"It's a thing of beauty to watch figure skaters perform at the Olympics, a chess master play multiple boards, or musicians improvise spontaneously. As a result of many years of concentrated practice, they can now depend on their fast, effortless bottom-up pathways [support involuntary attention] to collaborate elegantly with their top-down network [supports voluntary attention].

"Before reaching this stage of mastery, experts begin, like anyone else, with a deliberate effort to learn the basics. They exercise strong voluntary attention to practice and improve their skills. The more they do this, the more that their training carries attentional weight for them. They become attracted to their own practice of correct action and sequences. They repeat their routines with conscious effort until they no longer need top-down pathways to direct the actions they've practiced repeatedly. Then they can rely on their faster bottom-up pathways to orient them automatically to make correct decisions and movements.

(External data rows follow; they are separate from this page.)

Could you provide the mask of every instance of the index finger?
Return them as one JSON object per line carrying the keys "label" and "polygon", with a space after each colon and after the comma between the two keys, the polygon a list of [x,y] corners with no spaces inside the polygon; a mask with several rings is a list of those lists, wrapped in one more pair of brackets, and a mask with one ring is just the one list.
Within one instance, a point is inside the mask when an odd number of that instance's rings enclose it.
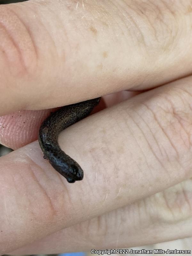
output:
{"label": "index finger", "polygon": [[85,0],[0,6],[0,115],[149,88],[189,74],[188,6]]}
{"label": "index finger", "polygon": [[191,81],[141,94],[63,131],[60,145],[83,167],[82,181],[66,182],[37,142],[1,158],[1,253],[190,177]]}

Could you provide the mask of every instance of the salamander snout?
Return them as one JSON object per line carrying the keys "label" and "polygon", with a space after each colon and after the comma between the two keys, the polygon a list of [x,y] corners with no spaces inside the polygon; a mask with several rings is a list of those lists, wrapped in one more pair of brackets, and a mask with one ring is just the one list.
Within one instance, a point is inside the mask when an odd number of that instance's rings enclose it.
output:
{"label": "salamander snout", "polygon": [[76,165],[70,165],[68,171],[68,177],[67,179],[68,182],[73,183],[76,180],[83,180],[83,171],[78,164]]}

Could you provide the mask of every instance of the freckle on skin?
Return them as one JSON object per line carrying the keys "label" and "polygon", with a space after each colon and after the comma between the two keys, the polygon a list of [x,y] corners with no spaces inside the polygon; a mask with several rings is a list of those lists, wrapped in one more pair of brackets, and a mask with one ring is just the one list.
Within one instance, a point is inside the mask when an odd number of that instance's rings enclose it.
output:
{"label": "freckle on skin", "polygon": [[104,58],[106,58],[108,57],[108,53],[107,52],[103,52],[103,57]]}
{"label": "freckle on skin", "polygon": [[100,64],[100,65],[97,65],[97,67],[100,69],[102,69],[103,68],[103,65]]}
{"label": "freckle on skin", "polygon": [[91,26],[89,28],[90,29],[90,30],[91,31],[92,31],[94,35],[96,36],[97,34],[97,30],[96,28],[95,28],[92,26]]}

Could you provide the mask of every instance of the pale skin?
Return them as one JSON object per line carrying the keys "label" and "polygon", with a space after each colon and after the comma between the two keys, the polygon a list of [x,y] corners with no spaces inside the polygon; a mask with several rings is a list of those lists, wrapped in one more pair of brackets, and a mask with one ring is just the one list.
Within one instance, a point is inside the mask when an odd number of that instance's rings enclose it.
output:
{"label": "pale skin", "polygon": [[[0,6],[0,138],[15,149],[0,159],[0,254],[192,236],[192,18],[187,0]],[[68,183],[36,140],[39,110],[125,90],[140,93],[61,134],[84,172]]]}

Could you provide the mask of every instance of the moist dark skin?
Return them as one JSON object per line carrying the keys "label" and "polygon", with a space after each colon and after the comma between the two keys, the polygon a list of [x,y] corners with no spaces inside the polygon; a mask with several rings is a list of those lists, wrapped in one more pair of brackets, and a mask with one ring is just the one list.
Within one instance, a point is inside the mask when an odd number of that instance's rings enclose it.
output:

"Brain-imaging studies point to the way that the brain accomplishes this. When subjects successfully ignore distracters, response suppression is evident in the sensory cortex, which would otherwise show brain activity for involuntary attention. In other words, top-down pathways result in both increased attentional weight for cues that help you achieve your goal and decreased attentional weight for cues that don't. The more you focus with top-down pathways on the things that count, the more help you get from your bottom-up pathways to ignore the things that don't.

"Of course, the opposite is true, as well. Untrained bottom-up pathways go rogue. With weak voluntary attention and no meaningful goals, bottom-up pathways will lead your child to the hottest stimuli in his environment, and those pathways of distraction will strengthen over time, too.

"As the French writer Michel de Montaigne once observed, 'No wind favors he who has no destined port.' Bottom-up neural pathways go one step further, casting your attention in the direction of the strongest wind in any direction. From time to time, relaxing in this state can be a boost to creativity, but only if you return to the course you've set for yourself toward your goals.

"Today, in the twenty-first century, involuntary attention is getting swept away by gale-force wind — the power of digital media to attract bottom-up pathways — especially for children. Their prefrontal cortex — the origin of top-down pathways in the brain — is not yet fully developed, which makes them more vulnerable than adults to react to hot stimuli. When it comes to attention snatchers, what's critical for us to understand is that digital media is capable of usurping the power of bottom-up networks in children's brains that were meant to help them reach their goals."